Thirty fewer commuting hours each year for L.A. drivers by 2020?

That’s the promise delivered in a new study that recommends freight now being transported by truck be moved to railroads.

The study singled out L.A. commuters for having wasted 136 hours in congestion during 2000 tops among the cities with populations exceeding 500,000.

“L.A.’s traffic is dreadful and it is getting worse,” said Wendell Cox, a principal of St. Louis-based Wendell Cox Consultancy, which conducted the study using data from the Texas Transportation Institute. “Anything we can do in the long run to slow down the growth of truck traffic is going to be very valuable.”

Cox, who served on the L.A. County Transportation Commission from 1977 through 1985, was commissioned to conduct the study by the Association of American Railroads.

The study showed that by 2010, a 25 percent shift to cargo trains would save an average of 18 hours in commuting time and 30 hours by 2020.

That would bode well for commuters who drove an average of 218 hours to and from work in 2000 within the study’s target area of L.A. and Orange counties, the western portion of Riverside and San Bernardino counties and the eastern side of Ventura County.

Other than advocating greater use of railroads, the study did not offer solutions for traffic planners.

Local traffic planners said finding cost-efficient means of shifting large amounts cargo from road to rail is easier said than done.

Most rail cargo going through the area is going to or coming from other states, and most of the cargo in trucks is going to the local five-county region. “Trains can’t travel door to door,” said Luke Cheng, a transportation planning manager for the Metropolitan Transportation Authority. “You cannot build a train depot at every warehouse door and city block.”

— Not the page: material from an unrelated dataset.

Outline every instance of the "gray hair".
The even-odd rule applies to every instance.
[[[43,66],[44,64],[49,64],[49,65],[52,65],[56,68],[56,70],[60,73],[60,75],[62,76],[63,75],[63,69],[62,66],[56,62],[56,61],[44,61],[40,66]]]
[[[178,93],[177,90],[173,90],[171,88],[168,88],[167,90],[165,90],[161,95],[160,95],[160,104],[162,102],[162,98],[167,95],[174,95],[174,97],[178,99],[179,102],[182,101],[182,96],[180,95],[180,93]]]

Along the $2.4 million Alameda Corridor, where cargo is transported from the ports to the rail yards east of downtown, L.A., traffic planners said the number of daily train trips is expected to increase to 100 by 2020, from the 35 to 40 today.

But any relief additional train traffic would bring to the Long Beach (710) and Harbor (110) freeways will be offset by the anticipated doubling within a decade of the $200 billion of cargo that currently flows through both ports, planners said.